Jeanne Hébuterne war allerdings nicht nur Modiglianis Partnerin, sondern auch selbst Künstlerin, wie man an ihrem Selbstportrait oben sieht. Sie studierte ebenfalls Kunst in Paris. Leider sind nicht allzuviele Bilder von ihr zugänglich.

Giorgio Morandi (1890 – 1964) ist für mich ebenfalls ein Maler, dessen Stil unlösbar mit seiner Person verbunden ist, so dass seine Werke ihm unmittelbar zugeschrieben werden können. Er konzentrierte sich auf ruhige, kontemplative Stillleben, was ihm den Beinamen „Flaschenmaler“ einbrachte. Allerdings malte er auch Landschaften in seiner Sommerresidenz, so dass die Reduzierung auf einen Stil, was bei ihm eben auch heißt, einem Sujet, nicht ganz stimmt. Allerdings kann man an den Landschaften deutlicher erkennen, dass er sich an Cezanne orientierte. Sein Interesse galt darüber hinaus auch Picasso.

Giorgio Morandi, Stillleben, 1942, Fondazione Magnani Rocca., Parma, Italien. Bild : jean louis mazieres, flickr. (CC BY-NC-SA 2.0)

Die Form seiner bevorzugten Gegenstände für Stillleben, die in der Tat häufig Flaschen waren, zeigten diese Bezüge nicht so deutlich, wie einige Landschaften. Mit dieser Vorkenntnis lassen sich allerdings die Bezüge erkennen.
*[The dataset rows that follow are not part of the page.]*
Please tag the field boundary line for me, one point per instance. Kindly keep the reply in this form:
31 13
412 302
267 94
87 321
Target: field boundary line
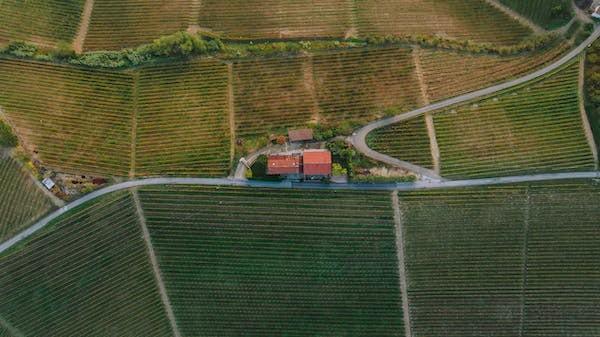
84 25
433 144
156 268
401 264
13 331
584 117
231 113
525 258
134 113
518 17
Giorgio Morandi, Innenhof der Via Fondazza, 1958, Museo d’Arte Moderna di Bologna (MAMbo). Bild: jean louis mazieres, flickr. (CC BY-SA-NC 2.0)

So ruhig und so beschaulich, wie seine Bilder erscheinen, verlief auch sein Leben. Er arbeitete als Lehrer, war unverheiratet und lebte bei seinen Schwestern. Die Wohnung war zugleich sein Atelier. Er war durchaus ein Kunstkenner, Picasso und Cézanne wurden schon erwähnt. Er kopierte Werke älterer Maler, wie Raffael, setzte sich mit der Malerschule seiner Heimatstadt auseinander, deren differenzierte Farbigkeit ihn zu inspirieren schien. Er befasste sich auch mit dem Futurismus. Mit den Futuristen gemeinsam stellte er 1938 auf der Biennale in Venedig aus, eine Ausstellung, die vom Faschismus vereinnahmt wurde und ihn in ein schlechtes Licht rückte.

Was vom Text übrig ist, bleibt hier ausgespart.